Keith Anthony Aqui

Personal information
- Date of birth: August 5, 1945
- Place of birth: Trinidad and Tobago
- Date of death: 5 November 2016 (aged 71)
- Place of death: Washington, DC
- Position: Forward

Youth career
- 1968–1971: Howard University

Senior career*
- Years: Team / Apps / (Gls)
- 1973: Baltimore Bays
- 1974–1975: Baltimore Comets / 39 / (15)
- 1975: Baltimore Comets (indoor) / 2 / (1)
- 1976: San Diego Jaws / 14 / (1)

International career
- Trinidad and Tabogo

= Keith Aqui =

Trinidad and Tobago footballer

Keith Aqui was a Trinidad association football forward who played professionally in the American Soccer League and the North American Soccer League.
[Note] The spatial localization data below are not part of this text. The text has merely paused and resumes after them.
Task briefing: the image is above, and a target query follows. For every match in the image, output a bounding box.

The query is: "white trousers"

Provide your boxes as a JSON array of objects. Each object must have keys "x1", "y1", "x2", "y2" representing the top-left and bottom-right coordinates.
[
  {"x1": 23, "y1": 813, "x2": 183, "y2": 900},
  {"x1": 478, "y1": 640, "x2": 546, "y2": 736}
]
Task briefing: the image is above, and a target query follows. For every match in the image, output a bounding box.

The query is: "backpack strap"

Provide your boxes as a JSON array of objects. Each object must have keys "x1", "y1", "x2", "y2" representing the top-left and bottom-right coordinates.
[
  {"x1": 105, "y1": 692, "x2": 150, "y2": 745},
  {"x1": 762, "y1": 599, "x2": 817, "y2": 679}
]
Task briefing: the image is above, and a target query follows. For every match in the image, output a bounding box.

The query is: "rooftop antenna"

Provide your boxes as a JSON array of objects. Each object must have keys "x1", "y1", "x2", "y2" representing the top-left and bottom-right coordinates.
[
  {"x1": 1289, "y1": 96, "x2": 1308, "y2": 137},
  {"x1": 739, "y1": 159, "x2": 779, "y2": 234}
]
He earned an unknown number of caps with the Trinidad and Tobago national football team.

From 1965 to 1967, Aqui attended Mausica Teachers College in Trinidad. He then entered Howard University, where he played on the men’s soccer team from 1970 to 1972. He was a 1970 second team All American and a 1971 first team All American. In 1971, Aqui and his teammates won the NCAA Men's Soccer Championship. He was inducted into the Howard University Athletic Hall of Fame in 1996. Aqui became a central part of a Howard University lawsuit against the NCAA when the NCAA declared him retroactively ineligible after the 1971 college soccer season based on his attendance at Mausica. As a result, the NCAA voided Howard’s 1971 NCAA championship. Howard sued the NCAA, but the United States Court of Appeals, District of Columbia Circuit ruled in favor of the NCAA.
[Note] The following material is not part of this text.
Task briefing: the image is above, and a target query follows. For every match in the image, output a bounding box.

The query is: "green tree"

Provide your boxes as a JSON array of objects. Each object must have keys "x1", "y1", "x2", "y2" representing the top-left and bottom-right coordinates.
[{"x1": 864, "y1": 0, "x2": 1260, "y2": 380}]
In February 1973, the Dallas Tornado selected Aqui in the first round (sixth overall) of the North American Soccer League draft. The Tornado released him in the pre-season and he joined the Baltimore Bays of the American Soccer League. In 1974, Aqui signed with the Baltimore Comets of the North American Soccer League. In 1976, the Comets moved to San Diego where the team was renamed the San Diego Jaws. Aqui played an unknown number of games with the Trinidad and Tobago national football team during the 1970s.

Later in life, he became an attorney with the U.S. Department of Treasury. He died on November 11, 2016, survived by his wife and three children.